Sat Dec 13 13:34:06 CET 2008

Evan DeCorte wrote:
> I am trying to make estimates of the predictive power of ARIMA models estimated by the auto.arima() function. 
> 
> I am looping through a large number of time seiries and fitting ARIMA models with the following code. 
> 
> data1 <- read.csv(file = "case.csv", header = T)
> data <- data1
> 
> output = c(1:length(data))
> 
> for(i in 1:length(data))
> {
> 	point_data = unlist(data[i], use.names = FALSE)
> 	x = auto.arima(point_data , max.p = 10, max.q = 10, max.P = 0, max.Q = 0, approximation = TRUE)
> 
> }
> 
> However, I would like to find a way to test the out of sample predictive power of these models. I can think of a few ways I MIGHT be able to do this but nothing clean. I am a recen R user and despite my best efforts (looking on the mailing list, reading documentation) I cant figure out the best way to do this. 
> 
> I tried including something like this:
> 
> output[i] = cor(model_data, real_data)
> 
> but with poor results.
> 
> Does anyone have any tricks to calculate the R^2 or an ARIMA model. Sample code would be apreciated.

There are a couple of issues here.

First, how to measure the predictive power of the model. I think a 
reasonable measure is mean-square error, i.e., predict ahead some k time 
steps, and compare that prediction with the observed timeseries. You can 
plot the MSE versus the forecast horizon. You can also calculate the 
proportion of explained variance MSE/Var(x).

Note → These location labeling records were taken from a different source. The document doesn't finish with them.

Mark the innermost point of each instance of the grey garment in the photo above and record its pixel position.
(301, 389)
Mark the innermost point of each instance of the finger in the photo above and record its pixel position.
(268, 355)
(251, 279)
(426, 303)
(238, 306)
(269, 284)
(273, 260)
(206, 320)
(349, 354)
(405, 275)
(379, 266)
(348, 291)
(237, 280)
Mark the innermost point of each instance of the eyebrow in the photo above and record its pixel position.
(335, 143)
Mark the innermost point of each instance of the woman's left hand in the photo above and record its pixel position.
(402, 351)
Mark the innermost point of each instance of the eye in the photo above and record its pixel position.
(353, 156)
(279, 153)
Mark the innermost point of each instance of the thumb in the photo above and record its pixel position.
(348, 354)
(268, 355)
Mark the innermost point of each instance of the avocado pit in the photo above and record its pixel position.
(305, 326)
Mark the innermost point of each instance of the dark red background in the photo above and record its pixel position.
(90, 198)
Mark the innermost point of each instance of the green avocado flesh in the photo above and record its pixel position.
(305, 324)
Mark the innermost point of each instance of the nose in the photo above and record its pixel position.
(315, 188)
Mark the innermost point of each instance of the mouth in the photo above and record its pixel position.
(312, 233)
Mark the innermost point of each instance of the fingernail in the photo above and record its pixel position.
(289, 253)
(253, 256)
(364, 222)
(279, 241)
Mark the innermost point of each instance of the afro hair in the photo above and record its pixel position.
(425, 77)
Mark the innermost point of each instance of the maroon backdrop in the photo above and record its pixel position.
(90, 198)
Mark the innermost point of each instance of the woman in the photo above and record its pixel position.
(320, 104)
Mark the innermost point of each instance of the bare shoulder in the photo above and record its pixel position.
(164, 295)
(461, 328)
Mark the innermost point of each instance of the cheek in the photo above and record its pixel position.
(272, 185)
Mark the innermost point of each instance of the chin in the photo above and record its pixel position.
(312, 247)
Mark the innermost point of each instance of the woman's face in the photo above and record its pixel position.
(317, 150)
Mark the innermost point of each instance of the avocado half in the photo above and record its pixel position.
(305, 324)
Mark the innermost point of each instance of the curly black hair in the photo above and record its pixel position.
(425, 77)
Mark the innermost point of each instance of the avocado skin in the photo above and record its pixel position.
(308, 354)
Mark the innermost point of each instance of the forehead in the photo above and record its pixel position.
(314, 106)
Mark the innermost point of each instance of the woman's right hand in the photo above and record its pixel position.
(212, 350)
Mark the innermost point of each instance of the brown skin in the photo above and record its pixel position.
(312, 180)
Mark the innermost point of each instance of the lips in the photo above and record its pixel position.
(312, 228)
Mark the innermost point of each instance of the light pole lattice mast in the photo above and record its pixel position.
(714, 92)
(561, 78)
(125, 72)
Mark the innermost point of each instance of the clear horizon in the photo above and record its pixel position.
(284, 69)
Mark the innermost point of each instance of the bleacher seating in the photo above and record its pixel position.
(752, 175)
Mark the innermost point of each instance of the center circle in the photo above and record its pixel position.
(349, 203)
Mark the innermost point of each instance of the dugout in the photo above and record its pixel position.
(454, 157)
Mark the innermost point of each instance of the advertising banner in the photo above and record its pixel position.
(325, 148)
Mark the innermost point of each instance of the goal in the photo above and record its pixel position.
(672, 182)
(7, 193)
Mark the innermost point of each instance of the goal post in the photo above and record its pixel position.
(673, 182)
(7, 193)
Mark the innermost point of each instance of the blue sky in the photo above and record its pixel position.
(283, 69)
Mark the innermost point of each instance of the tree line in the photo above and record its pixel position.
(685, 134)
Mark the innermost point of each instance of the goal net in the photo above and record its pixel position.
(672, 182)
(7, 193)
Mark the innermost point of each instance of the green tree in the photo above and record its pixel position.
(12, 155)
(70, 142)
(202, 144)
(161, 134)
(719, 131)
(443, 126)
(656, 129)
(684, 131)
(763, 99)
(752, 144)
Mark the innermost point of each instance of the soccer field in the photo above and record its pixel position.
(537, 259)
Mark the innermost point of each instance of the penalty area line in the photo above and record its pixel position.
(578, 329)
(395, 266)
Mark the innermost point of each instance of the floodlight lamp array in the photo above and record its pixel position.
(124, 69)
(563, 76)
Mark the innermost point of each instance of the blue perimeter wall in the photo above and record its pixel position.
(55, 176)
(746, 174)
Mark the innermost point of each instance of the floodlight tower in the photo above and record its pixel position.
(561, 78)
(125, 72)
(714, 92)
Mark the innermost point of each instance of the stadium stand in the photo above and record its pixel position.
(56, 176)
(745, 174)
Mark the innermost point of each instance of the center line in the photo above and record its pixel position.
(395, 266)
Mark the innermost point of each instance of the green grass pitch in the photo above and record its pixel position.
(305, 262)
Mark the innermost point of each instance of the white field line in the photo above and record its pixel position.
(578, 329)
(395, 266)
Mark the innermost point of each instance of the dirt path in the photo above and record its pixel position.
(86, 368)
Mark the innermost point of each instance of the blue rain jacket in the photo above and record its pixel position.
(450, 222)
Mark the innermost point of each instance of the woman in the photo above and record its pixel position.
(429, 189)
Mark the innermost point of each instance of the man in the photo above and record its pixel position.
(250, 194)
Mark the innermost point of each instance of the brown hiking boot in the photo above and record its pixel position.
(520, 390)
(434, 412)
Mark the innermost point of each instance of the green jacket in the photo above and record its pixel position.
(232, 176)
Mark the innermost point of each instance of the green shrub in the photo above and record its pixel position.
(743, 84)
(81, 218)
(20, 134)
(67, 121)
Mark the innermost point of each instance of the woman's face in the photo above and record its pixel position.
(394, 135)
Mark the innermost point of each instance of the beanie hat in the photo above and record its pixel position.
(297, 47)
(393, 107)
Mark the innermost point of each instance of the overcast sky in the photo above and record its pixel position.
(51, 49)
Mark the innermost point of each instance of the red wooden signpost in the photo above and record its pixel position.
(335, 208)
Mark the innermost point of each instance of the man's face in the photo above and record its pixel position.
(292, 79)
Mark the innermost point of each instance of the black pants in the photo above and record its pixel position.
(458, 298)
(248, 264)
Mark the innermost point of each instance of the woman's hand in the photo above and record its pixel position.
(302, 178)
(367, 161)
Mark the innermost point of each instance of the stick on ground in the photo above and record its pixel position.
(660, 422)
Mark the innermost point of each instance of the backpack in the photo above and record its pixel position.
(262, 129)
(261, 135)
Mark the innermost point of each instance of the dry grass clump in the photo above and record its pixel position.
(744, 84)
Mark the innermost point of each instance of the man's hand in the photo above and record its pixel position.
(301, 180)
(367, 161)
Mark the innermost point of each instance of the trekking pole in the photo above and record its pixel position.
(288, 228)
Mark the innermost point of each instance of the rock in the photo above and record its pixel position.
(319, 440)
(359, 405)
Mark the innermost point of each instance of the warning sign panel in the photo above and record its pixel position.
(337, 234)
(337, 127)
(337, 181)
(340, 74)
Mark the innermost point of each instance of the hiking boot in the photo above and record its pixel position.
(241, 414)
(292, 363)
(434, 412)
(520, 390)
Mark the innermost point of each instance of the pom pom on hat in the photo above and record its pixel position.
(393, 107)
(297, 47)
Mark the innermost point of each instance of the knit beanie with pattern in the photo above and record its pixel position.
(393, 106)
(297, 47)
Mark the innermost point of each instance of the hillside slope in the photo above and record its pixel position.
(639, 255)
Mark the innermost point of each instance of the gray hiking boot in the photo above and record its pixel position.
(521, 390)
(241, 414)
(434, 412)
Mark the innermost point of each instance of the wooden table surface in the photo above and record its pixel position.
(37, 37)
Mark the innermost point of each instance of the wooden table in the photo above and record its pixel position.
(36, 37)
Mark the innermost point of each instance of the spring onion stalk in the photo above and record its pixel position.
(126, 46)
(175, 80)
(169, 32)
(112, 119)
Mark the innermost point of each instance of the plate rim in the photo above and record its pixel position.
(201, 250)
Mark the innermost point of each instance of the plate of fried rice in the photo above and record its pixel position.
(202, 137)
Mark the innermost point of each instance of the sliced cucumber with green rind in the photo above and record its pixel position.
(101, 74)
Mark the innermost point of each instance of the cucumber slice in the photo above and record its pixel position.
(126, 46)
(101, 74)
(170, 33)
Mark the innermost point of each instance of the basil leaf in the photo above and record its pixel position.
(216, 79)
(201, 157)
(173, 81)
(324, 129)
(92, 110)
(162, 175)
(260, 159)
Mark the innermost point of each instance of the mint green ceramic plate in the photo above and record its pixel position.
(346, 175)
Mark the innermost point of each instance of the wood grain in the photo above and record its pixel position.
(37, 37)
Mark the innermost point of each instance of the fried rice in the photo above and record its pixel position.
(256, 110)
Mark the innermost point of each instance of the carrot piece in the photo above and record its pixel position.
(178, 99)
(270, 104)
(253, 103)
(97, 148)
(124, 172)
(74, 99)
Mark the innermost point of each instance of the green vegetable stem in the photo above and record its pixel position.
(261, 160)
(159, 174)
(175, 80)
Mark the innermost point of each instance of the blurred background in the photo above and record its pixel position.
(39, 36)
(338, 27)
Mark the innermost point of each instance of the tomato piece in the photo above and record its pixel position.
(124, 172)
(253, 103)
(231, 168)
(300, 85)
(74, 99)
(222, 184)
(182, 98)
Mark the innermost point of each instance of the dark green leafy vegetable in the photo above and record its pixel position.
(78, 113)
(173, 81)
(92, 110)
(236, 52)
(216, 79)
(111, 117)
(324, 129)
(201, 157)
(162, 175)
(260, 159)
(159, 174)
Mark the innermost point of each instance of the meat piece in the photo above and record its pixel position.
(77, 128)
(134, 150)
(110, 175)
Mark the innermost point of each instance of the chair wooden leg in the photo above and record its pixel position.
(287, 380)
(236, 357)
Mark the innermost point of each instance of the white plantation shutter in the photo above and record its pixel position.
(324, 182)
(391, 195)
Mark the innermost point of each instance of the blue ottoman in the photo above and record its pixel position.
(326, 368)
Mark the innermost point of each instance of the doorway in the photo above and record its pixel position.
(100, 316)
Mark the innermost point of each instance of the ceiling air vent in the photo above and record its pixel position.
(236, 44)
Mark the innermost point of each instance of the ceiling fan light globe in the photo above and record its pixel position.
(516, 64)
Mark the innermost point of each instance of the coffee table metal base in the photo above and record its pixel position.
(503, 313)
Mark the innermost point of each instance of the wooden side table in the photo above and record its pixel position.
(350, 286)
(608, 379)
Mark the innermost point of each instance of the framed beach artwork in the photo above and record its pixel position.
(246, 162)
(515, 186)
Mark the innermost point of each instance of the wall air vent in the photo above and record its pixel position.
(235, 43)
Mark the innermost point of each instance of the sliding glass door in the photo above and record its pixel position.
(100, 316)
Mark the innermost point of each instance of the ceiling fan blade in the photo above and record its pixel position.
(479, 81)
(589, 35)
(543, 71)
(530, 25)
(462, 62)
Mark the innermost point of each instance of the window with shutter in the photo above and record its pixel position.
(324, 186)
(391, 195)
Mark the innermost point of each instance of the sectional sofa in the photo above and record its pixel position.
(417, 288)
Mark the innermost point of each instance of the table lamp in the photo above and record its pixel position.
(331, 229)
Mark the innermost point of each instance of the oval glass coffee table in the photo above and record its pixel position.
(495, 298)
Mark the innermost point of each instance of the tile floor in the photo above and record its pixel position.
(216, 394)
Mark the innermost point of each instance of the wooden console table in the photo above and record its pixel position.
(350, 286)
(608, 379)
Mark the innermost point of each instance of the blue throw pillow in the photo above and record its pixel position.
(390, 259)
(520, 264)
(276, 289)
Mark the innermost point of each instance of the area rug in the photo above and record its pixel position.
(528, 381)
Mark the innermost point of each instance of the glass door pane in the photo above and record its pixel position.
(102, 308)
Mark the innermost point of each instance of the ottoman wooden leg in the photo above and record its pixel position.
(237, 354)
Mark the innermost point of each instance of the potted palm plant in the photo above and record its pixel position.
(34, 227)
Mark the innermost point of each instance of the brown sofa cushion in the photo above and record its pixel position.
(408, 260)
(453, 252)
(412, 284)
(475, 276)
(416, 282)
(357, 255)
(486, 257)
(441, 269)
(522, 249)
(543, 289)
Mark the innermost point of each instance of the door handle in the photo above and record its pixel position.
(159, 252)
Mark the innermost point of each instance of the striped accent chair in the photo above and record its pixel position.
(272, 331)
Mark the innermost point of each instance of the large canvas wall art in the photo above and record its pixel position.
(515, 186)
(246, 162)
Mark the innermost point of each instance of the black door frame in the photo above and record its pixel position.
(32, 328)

Second, the "out of sample" issue. You can use cross-validation or the 
moving-blocks bootstrap, in essence cutting the timeseries into separate 
blocks for training and testing. The blocks have to be large enough to 
cover all the ARIMA terms (e.g., more than 10 time steps for an AR(10)).

-- 
Gad Abraham
Dept. CSSE and NICTA
The University of Melbourne
Parkville 3010, Victoria, Australia
email: gabraham at csse.unimelb.edu.au
web: http://www.csse.unimelb.edu.au/~gabraham